Cocktails from the garden

I present to you the Mouse Melon Martini:

Martini recipe of your choice with a pickled mouse melon!  I didn’t make it or drink it (can’t touch the stuff any longer: migraines) but I laughed.

Those of you who do indulge, what cocktails or other drinks have you come up with that involve produce from the garden?  I’ve had Pimm’s Cup, mint juleps, and the claret cup recipe posted earlier, but that’s about it for veggies or herbs I picked myself.  (Dandelion and elderflower wines, too, but you can’t make those on an evening’s whim.)

Here’s a post from Grub Street New York about vegetable cocktails.

Give me your ideas in the comments!  Nonalcoholic drinks very welcome too.  I’m playing with a newly acquired juicer so will be experimenting with combos that work well with mixers.

Surely we deserve a nice drink after putting up with the weather this summer!

6 Comments on “Cocktails from the garden

  1. Cocktails with ingredients from my garden:

    Mint Juleps (duh)
    Martini with Hendricks gin and muddled cucumber (yum!)
    If I liked Bloody Marys, I could have made gallons of them this summer with my tomatoes.

    And…that's about it. Apparently I need to grow more fruit.

  2. One could design a whole garden around this concept, I'm sure.

    For anyone who does like Bloody Marys, there are a whole bunch of recipes if you search “fresh tomato bloody mary.”

  3. What a grand & humorous photo, Erica!

    I'll never know what kind of drink I could have made from the fruit of the 5 elderberry bushes I planted several years ago. The local deer herd loves every native leaf and berry, so the elderberry bushes never bear harvestable fruit, even though I've tried to protect the shrubs with cages.

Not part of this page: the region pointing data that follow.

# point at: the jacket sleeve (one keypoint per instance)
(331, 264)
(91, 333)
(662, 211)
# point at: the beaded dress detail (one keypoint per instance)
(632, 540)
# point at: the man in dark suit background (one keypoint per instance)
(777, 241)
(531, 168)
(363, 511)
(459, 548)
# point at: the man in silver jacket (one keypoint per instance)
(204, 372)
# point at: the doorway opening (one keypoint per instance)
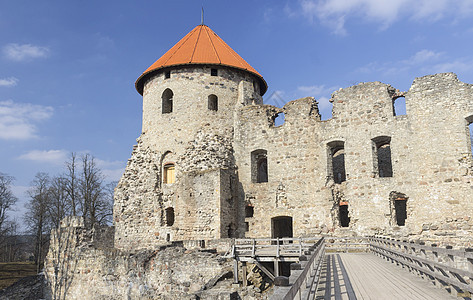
(281, 227)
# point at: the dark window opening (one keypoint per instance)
(169, 174)
(398, 208)
(343, 214)
(399, 106)
(401, 212)
(259, 166)
(382, 156)
(213, 102)
(279, 119)
(470, 133)
(281, 227)
(169, 216)
(336, 168)
(167, 101)
(249, 211)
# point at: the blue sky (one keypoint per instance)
(67, 68)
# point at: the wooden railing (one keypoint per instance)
(305, 276)
(448, 268)
(265, 249)
(347, 244)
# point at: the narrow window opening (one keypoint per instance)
(259, 166)
(169, 175)
(399, 106)
(213, 102)
(279, 119)
(167, 101)
(399, 208)
(249, 211)
(255, 86)
(169, 216)
(382, 156)
(470, 134)
(343, 214)
(336, 163)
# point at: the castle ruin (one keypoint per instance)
(211, 165)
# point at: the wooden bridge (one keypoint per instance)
(357, 268)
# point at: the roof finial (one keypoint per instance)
(202, 16)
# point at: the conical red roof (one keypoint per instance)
(200, 46)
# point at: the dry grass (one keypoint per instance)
(11, 272)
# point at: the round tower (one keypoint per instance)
(189, 98)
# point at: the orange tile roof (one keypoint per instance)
(200, 46)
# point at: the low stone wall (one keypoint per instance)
(78, 267)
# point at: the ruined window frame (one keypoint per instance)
(167, 101)
(469, 135)
(170, 216)
(387, 167)
(259, 159)
(169, 173)
(212, 102)
(333, 148)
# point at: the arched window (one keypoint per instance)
(336, 161)
(169, 216)
(398, 208)
(469, 132)
(169, 175)
(399, 106)
(213, 102)
(249, 211)
(382, 162)
(259, 166)
(343, 214)
(167, 101)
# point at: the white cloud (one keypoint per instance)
(420, 60)
(24, 52)
(56, 157)
(18, 120)
(335, 13)
(10, 81)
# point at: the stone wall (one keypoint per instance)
(78, 268)
(430, 155)
(313, 166)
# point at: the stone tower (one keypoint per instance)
(178, 182)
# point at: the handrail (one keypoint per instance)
(446, 267)
(304, 278)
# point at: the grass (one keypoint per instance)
(11, 272)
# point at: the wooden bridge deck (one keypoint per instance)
(366, 276)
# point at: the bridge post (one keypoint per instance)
(243, 268)
(235, 271)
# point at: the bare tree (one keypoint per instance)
(93, 206)
(72, 183)
(59, 204)
(7, 200)
(37, 217)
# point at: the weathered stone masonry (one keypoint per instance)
(211, 165)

    At least the deer are eating fresh fruit. Can you imagine the carnage if they over-indulged over-ripe fruit and then prowled the local roads?

    “Friends don't let bambits cross highways when tipsy.” Or something like that.

  4. Do drinks from the farmers market count as well?

    Here's an awesome one I discovered recently: Fresh Peche Cooler. Combine 1 and 1/2 ounces of peach infused bourbon (just soak some peaches in a bottle of inexpensive bourbon for a couple days) a 1/2 ounce of fresh squeezed lemon juice (I also throw in a splash of lime), 1/2 ounce of simple syrup, a healthy dollop of peach puree (fresh peaches pureed with a little sugar and lemon juice) and 2-3 ounces of ginger beer. It's absolutely fantastically delicious, and you can barely taste the alcohol (so be careful!).